Interpretation of posterior predictive checks for a Gaussian Process

Lambda is the mean of the process (sort of; after marginalization the covariance terms will get mixed into the mean as well). As you can see in your PPC, the output is centered above zero, so that’s something.

Posterior predictive sampling samples from a requested random variable by drawing all required “downstream” variables from their respective posterior distributions. Consider this model:

\begin{align}y &\sim N(\mu, \sigma) \\ \mu &\sim N(0, 1) \\ \sigma &\sim Exponential(1)\end{align}

In my way of speaking, the random variable y is “downsteam” of \mu and \sigma, because I can’t sample from it until I first sample from \mu and \sigma.
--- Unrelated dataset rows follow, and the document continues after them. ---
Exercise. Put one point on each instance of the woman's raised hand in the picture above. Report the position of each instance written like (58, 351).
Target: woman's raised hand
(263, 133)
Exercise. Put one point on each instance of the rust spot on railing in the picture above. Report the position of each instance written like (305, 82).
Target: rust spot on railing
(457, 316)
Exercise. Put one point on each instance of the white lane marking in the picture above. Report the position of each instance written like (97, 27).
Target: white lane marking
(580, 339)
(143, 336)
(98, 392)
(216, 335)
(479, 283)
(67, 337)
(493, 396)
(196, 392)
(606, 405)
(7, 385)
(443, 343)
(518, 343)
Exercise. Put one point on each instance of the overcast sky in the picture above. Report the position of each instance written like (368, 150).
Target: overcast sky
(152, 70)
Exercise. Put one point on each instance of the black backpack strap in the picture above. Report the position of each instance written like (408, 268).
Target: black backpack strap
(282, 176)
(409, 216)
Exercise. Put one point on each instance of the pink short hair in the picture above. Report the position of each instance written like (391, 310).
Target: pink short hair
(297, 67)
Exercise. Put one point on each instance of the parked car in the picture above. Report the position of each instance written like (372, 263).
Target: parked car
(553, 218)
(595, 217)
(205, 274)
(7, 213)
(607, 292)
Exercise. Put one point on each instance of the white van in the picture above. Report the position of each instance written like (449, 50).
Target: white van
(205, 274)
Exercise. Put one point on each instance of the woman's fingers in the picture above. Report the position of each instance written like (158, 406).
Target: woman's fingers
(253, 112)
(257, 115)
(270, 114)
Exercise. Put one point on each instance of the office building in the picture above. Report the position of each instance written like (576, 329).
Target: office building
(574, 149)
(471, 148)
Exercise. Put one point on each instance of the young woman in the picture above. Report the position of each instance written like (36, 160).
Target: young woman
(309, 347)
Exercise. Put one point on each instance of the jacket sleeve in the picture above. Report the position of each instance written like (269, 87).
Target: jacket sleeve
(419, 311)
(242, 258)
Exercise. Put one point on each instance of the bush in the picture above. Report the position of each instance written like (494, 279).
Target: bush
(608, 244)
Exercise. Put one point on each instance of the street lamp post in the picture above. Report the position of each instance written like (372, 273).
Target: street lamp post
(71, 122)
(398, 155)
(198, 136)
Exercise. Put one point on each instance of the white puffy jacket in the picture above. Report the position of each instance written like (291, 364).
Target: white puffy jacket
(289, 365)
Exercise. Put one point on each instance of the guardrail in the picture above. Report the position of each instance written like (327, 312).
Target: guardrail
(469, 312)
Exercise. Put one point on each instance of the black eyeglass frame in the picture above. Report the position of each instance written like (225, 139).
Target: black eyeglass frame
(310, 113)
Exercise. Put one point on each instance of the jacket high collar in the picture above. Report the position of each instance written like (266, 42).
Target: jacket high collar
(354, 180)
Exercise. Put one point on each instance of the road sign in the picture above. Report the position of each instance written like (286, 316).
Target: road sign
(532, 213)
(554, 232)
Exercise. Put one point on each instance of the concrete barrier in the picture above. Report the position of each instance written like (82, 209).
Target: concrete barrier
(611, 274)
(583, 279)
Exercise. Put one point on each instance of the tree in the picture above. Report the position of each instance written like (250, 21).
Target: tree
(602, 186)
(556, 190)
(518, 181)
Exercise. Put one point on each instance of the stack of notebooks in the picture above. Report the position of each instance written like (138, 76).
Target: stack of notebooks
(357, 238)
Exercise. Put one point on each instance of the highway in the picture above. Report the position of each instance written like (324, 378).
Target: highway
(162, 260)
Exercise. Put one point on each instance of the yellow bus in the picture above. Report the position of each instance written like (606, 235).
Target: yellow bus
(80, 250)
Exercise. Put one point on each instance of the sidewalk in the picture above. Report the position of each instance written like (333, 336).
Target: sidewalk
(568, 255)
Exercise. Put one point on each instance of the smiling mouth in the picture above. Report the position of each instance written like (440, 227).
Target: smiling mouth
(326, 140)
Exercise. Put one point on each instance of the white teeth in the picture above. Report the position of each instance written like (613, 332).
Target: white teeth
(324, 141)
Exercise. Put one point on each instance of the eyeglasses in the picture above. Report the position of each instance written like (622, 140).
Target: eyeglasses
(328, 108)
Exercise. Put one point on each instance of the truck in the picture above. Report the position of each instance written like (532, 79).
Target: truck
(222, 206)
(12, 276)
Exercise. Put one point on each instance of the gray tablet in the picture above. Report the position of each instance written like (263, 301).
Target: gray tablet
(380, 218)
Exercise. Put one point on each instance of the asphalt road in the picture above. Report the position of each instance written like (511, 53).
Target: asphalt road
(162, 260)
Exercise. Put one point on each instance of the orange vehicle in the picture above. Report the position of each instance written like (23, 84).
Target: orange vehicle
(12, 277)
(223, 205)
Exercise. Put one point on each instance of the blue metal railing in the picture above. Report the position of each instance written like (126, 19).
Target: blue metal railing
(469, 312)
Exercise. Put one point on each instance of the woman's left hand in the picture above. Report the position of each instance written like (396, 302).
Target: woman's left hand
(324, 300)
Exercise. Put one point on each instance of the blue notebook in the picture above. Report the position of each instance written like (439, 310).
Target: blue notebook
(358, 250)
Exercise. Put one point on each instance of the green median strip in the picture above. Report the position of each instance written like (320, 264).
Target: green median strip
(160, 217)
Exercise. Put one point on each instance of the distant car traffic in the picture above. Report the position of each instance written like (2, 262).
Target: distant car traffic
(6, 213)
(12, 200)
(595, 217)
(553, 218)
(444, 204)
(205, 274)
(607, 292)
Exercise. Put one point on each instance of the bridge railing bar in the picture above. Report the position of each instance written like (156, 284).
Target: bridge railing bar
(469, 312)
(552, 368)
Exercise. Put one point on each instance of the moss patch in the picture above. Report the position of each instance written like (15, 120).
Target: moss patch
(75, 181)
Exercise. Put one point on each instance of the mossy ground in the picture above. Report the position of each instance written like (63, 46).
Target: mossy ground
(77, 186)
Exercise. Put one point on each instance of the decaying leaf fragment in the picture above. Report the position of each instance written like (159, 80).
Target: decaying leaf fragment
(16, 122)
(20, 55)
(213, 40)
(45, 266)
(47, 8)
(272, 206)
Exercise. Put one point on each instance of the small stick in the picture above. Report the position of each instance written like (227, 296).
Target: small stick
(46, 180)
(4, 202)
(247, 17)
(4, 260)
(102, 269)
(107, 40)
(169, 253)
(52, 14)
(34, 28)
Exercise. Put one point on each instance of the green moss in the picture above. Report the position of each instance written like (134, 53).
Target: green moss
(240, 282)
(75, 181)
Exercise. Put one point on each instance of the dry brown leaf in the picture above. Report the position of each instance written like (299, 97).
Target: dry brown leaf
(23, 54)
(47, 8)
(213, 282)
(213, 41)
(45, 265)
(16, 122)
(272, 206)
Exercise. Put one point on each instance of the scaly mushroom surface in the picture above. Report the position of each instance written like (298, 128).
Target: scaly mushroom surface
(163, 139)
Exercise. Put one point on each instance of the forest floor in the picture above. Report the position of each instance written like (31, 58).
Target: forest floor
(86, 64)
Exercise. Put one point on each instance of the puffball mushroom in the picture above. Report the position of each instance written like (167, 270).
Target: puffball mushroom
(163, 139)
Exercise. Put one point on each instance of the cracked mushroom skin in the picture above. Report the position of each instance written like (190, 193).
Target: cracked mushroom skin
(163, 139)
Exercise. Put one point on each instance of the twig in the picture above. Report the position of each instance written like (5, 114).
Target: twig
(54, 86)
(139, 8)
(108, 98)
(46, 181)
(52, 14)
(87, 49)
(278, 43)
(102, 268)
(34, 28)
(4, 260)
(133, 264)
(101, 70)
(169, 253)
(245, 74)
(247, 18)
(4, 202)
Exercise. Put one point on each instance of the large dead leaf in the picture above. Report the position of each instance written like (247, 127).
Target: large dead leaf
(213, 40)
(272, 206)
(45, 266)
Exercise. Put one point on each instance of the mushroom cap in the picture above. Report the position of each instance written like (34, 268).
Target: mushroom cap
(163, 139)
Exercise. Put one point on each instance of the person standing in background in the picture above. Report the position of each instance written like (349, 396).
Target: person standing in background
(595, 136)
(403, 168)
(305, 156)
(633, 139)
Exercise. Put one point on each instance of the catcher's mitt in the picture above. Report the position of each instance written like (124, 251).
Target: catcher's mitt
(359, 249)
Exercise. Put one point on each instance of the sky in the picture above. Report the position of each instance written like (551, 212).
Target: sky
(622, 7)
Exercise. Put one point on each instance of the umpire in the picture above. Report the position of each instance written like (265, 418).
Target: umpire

Graphically this model looks like this:

with pm.Model() as m:
    mu = pm.Normal('mu')
    sigma = pm.Exponential('sigma', 1)
    y = pm.Normal('y', mu=mu, sigma=sigma)
pm.model_to_graphviz(m)

image

In this DAG, you can again see that y depends on \mu and \sigma. So if you do pm.sample_posterior_predictive(idata, var_names=['y']), what will happen is:

  1. A posterior sample for \mu will be randomly selected
  2. A posterior sample for \sigma will be randomly selected
  3. The sample of \mu and \sigma will be used to parameterize the given definition of y, which is y\sim N(\mu, \sigma)
  4. A sample y will be drawn from this new distribution

What happens if you instead ask for pm.sample_posterior_predictive(idata, var_names=['mu'])? \mu depends on nothing – there are no edges pointing into \mu on the graph. So we can skip steps (1) and (2) and go straight to (3). \mu was defined as \mu \sim N(0, 1), so it will draw from that. That’s just the prior though, which is probably not what you were expecting! If you just want to look at the posterior, though, that’s already saved in your idata, so there’s no need to do any further sampling.

It looks like you Lambda variable falls into this 2nd category. So you don’t actually want to do posterior predictive sampling on it, you can just directly use the posterior. I’d show an example with your code but it’s not copy-pastable.